Vindicator Logo

Thistledown avoids shutdown

Thursday, June 18, 2009

CINCINNATI (AP) — Ohio’s busiest thoroughbred race track avoided being shut down Wednesday when its owners made a bond payment that they previously said they might miss.

The Ohio State Racing Commission was poised to close Thistledown race track in suburban Cleveland, halting live racing and simulcasting, if the track didn’t re-establish its minimum bond by Thursday.

The track must maintain a $1 million bond to ensure payment to its creditors.

Thistledown had fallen below that level, and the Magna Entertainment Corp., the track’s parent company had said it couldn’t guarantee that it could make up the roughly $36,000 difference because it is reorganizing under Chapter 11 bankruptcy protection.

“Although we were disappointed in the OSRC decision, in the interest of our customers, employees and horsemen, we took the necessary steps to insure that business will be conducted as usual and that Thistledown will remain open,” Brent Reitz, the track’s vice president and general manager, said in a statement Wednesday afternoon.

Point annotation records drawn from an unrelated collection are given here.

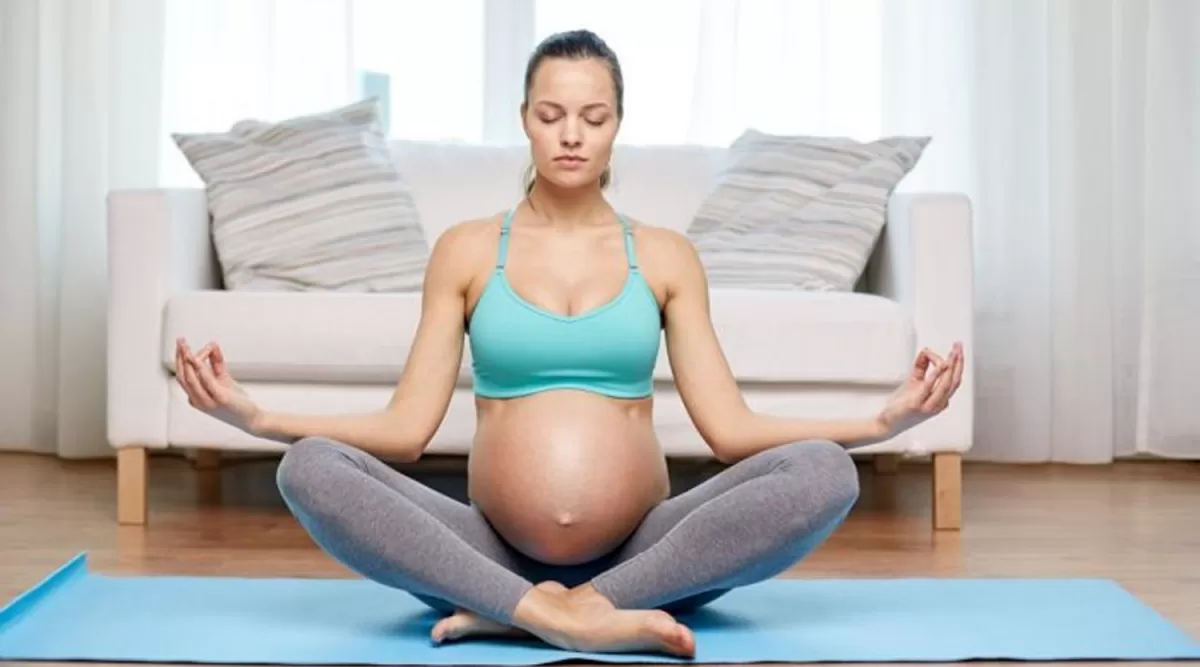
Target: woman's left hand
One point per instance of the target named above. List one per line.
(925, 392)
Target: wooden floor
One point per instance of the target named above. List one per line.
(1138, 523)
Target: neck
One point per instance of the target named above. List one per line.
(568, 208)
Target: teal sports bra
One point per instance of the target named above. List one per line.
(519, 348)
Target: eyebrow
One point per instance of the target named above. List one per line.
(586, 107)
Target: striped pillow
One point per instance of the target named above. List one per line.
(310, 203)
(799, 212)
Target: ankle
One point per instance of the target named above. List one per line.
(588, 598)
(543, 611)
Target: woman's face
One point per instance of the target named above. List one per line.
(571, 120)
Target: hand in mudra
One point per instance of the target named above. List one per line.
(211, 389)
(925, 392)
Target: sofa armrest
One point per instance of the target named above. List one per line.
(925, 262)
(159, 245)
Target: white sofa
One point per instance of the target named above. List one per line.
(799, 354)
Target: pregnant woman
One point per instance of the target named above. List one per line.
(571, 534)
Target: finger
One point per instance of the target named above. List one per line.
(937, 388)
(958, 368)
(208, 380)
(941, 395)
(195, 388)
(937, 366)
(179, 366)
(922, 364)
(219, 365)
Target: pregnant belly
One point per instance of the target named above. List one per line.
(565, 476)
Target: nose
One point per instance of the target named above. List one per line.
(571, 137)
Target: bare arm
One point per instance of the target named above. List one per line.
(405, 426)
(707, 385)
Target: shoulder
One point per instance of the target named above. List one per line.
(462, 246)
(665, 247)
(465, 240)
(669, 257)
(663, 242)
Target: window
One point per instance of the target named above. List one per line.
(429, 56)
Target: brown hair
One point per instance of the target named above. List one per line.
(575, 44)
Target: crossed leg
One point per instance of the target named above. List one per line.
(745, 524)
(400, 533)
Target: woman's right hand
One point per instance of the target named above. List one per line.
(211, 389)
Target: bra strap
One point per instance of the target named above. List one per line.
(503, 252)
(630, 247)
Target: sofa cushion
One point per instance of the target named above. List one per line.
(799, 212)
(659, 185)
(310, 203)
(364, 338)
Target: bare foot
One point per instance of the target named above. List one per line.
(585, 620)
(463, 623)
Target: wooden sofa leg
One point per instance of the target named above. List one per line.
(132, 468)
(947, 491)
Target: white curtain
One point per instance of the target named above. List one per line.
(1073, 125)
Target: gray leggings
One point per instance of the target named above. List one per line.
(748, 523)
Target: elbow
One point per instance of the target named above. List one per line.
(401, 439)
(725, 439)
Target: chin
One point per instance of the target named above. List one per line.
(573, 180)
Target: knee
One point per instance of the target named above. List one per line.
(827, 472)
(300, 470)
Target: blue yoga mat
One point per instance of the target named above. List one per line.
(78, 614)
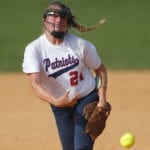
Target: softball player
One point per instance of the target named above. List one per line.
(58, 66)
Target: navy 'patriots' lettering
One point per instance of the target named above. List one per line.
(65, 64)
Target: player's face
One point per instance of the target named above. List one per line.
(57, 20)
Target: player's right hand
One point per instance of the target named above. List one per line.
(65, 101)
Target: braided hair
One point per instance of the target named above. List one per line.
(71, 18)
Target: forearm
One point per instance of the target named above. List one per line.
(40, 91)
(102, 74)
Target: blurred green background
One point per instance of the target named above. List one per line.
(123, 42)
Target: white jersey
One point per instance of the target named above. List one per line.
(62, 67)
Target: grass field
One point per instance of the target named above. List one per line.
(123, 42)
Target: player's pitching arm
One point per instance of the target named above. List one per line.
(102, 74)
(44, 95)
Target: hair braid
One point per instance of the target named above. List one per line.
(82, 28)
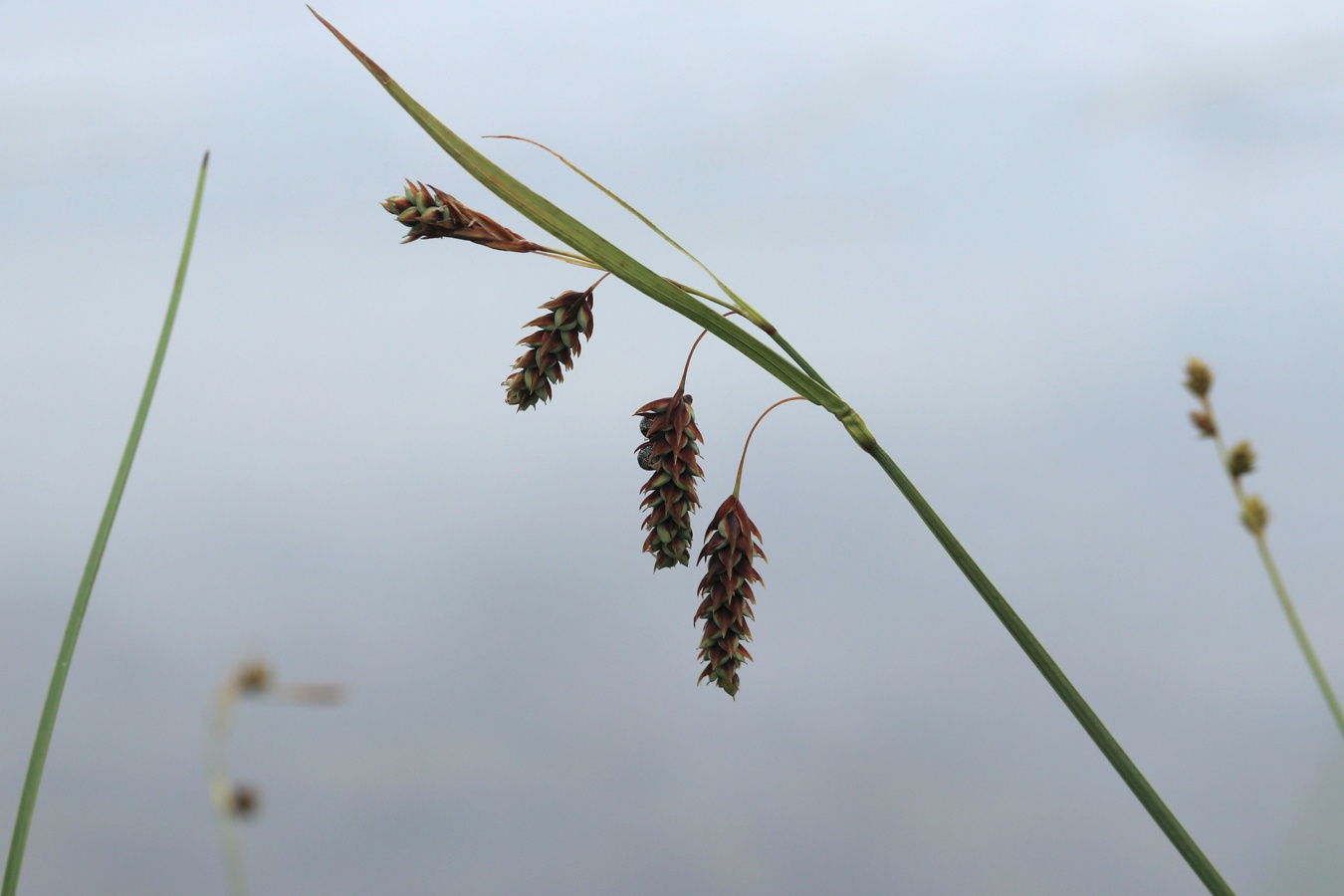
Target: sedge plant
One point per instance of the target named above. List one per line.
(588, 249)
(47, 723)
(234, 800)
(1236, 462)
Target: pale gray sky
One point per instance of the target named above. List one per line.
(998, 230)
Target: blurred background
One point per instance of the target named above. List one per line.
(999, 230)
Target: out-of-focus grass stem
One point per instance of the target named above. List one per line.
(1275, 579)
(222, 786)
(47, 723)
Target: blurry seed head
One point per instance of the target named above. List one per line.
(254, 677)
(1203, 422)
(1255, 515)
(1240, 460)
(245, 800)
(1199, 379)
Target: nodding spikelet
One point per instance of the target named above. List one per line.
(553, 345)
(669, 452)
(732, 545)
(433, 214)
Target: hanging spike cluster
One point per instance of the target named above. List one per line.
(669, 452)
(432, 214)
(732, 545)
(553, 345)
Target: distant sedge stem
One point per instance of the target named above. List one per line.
(737, 487)
(1279, 590)
(222, 786)
(609, 257)
(1044, 664)
(68, 645)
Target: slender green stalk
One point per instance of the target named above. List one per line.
(1279, 590)
(1105, 742)
(799, 379)
(68, 645)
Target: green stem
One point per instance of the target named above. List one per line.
(574, 258)
(1281, 591)
(1105, 742)
(68, 645)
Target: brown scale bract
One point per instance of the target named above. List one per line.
(732, 545)
(553, 345)
(433, 214)
(669, 452)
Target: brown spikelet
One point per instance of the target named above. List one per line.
(732, 545)
(553, 345)
(669, 450)
(1199, 379)
(432, 214)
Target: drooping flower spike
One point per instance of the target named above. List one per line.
(732, 546)
(553, 345)
(669, 452)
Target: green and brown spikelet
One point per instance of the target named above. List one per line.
(671, 450)
(732, 545)
(553, 345)
(432, 214)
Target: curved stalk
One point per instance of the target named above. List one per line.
(801, 380)
(47, 723)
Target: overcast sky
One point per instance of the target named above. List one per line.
(997, 229)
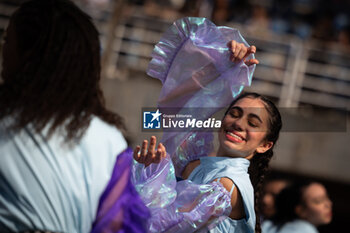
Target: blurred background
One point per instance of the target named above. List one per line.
(304, 51)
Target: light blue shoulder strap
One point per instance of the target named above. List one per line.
(232, 188)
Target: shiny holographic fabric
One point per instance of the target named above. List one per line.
(179, 206)
(192, 62)
(120, 204)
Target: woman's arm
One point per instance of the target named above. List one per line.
(150, 155)
(236, 199)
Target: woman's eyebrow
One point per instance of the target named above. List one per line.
(237, 108)
(255, 116)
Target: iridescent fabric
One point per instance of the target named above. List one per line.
(178, 206)
(236, 169)
(120, 208)
(192, 61)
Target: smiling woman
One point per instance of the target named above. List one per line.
(248, 133)
(62, 152)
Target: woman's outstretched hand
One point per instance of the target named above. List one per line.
(240, 52)
(150, 155)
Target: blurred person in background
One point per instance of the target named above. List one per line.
(272, 187)
(63, 155)
(301, 207)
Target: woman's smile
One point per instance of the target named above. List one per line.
(234, 136)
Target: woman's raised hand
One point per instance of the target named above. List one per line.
(150, 155)
(240, 52)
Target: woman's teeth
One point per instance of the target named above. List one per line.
(235, 136)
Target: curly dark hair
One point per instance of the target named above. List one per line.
(58, 85)
(287, 200)
(260, 162)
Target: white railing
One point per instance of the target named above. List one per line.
(290, 70)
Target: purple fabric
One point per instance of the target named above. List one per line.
(192, 62)
(120, 207)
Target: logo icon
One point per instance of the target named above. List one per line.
(151, 120)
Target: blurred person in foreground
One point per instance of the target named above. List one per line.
(64, 164)
(272, 187)
(301, 207)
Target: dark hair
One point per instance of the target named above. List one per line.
(260, 161)
(59, 83)
(287, 200)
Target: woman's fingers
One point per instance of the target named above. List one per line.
(162, 147)
(146, 154)
(143, 153)
(252, 62)
(240, 52)
(136, 154)
(161, 153)
(152, 145)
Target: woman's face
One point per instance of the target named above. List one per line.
(243, 129)
(317, 208)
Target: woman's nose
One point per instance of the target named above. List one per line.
(238, 124)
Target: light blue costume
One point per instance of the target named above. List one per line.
(48, 185)
(236, 169)
(297, 225)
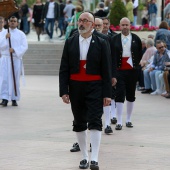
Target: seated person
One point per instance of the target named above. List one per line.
(160, 57)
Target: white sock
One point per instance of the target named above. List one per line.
(119, 107)
(107, 115)
(82, 141)
(129, 109)
(113, 109)
(95, 138)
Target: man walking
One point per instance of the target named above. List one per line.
(85, 81)
(128, 52)
(18, 48)
(50, 14)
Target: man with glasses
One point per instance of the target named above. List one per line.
(85, 81)
(160, 58)
(18, 48)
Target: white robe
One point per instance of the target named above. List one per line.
(20, 46)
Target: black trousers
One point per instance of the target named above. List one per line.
(86, 104)
(126, 85)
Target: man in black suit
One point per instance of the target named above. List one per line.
(107, 31)
(85, 81)
(128, 52)
(50, 14)
(101, 12)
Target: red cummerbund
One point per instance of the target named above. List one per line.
(125, 65)
(82, 76)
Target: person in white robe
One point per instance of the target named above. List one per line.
(18, 48)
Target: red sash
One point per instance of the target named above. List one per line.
(82, 76)
(125, 65)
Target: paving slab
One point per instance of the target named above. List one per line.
(37, 135)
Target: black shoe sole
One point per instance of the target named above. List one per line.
(74, 150)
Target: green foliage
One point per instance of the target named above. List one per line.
(118, 11)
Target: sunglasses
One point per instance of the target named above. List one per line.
(160, 47)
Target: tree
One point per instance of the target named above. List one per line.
(118, 11)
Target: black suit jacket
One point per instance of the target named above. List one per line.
(45, 10)
(98, 63)
(108, 42)
(117, 50)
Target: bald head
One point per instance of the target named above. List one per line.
(125, 26)
(85, 24)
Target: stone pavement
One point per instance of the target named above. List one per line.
(37, 135)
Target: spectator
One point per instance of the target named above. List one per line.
(167, 19)
(144, 15)
(135, 11)
(152, 12)
(151, 50)
(152, 36)
(163, 34)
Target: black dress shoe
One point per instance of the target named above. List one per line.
(1, 102)
(108, 130)
(14, 103)
(118, 127)
(75, 148)
(114, 120)
(94, 165)
(129, 124)
(146, 91)
(4, 102)
(84, 164)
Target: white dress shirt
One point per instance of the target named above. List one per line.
(84, 44)
(126, 44)
(50, 12)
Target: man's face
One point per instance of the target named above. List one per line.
(2, 22)
(13, 23)
(85, 23)
(106, 25)
(98, 25)
(160, 47)
(125, 26)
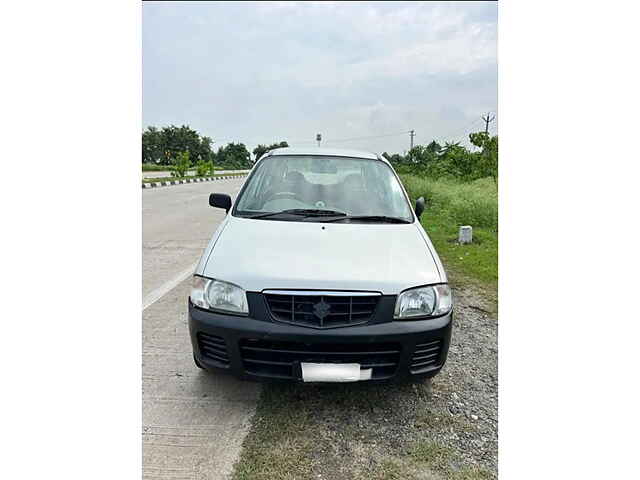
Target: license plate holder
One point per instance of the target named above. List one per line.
(334, 372)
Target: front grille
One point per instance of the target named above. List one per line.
(279, 359)
(322, 311)
(425, 356)
(213, 348)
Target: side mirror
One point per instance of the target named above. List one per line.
(419, 206)
(220, 200)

Racing commission executive director Sam Zonak had said that the panel voted 5-0 on Tuesday to end Thistledown’s thoroughbred meet if Magna failed to make the payment by Thursday’s deadline.

Magna attorney Gregg Scoggins told the commission on Tuesday that he could not guarantee payment because a bankruptcy judge would have to approve it.

Track operators and the racing commission have said for years that racing in Ohio was becoming increasingly untenable because neighboring states subsidize purses with revenue from casinos, or from slot machines at the race tracks.

“People say we’re crying wolf, but you can’t keep going on with these types of losses,” said Mike Weiss, vice president of Beulah Park near Columbus.

“Without some help, you can’t build the product back up.”

Zonak noted that Presque Isle Downs, a new track at Erie, Pa., offers an average of $273,000 a day in purses, while nearby Thistledown can offer only $47,000.

Ohio voters have repeatedly rejected proposals for constitutional amendments to allow increased gambling.

The racing commission currently is pushing a plan to give state lawmakers the authority to approve slot machines at race tracks.

River Downs and Beulah Park said they were threatened by decreasing business even before the problems at Thistledown.

“I know we’re going to struggle through the end of this season, and if the Legislature doesn’t do something to help us, there is a strong, strong likelihood that we’ll shut down,” said Jack Hanessian, general manager at River Downs.

River Downs pays $400,000 a year in property tax, he said, and half of it is due next week.

“That’s hard to do when your business keeps decreasing 15-16 percent year after year,” Hanessian said.

Weiss said if Thistledown were to close, that would seal the fate of thoroughbred racing in Ohio, which also has four harness tracks.

“This is just the start,” Weiss said. “Any further step backward is a step closer to our demise.”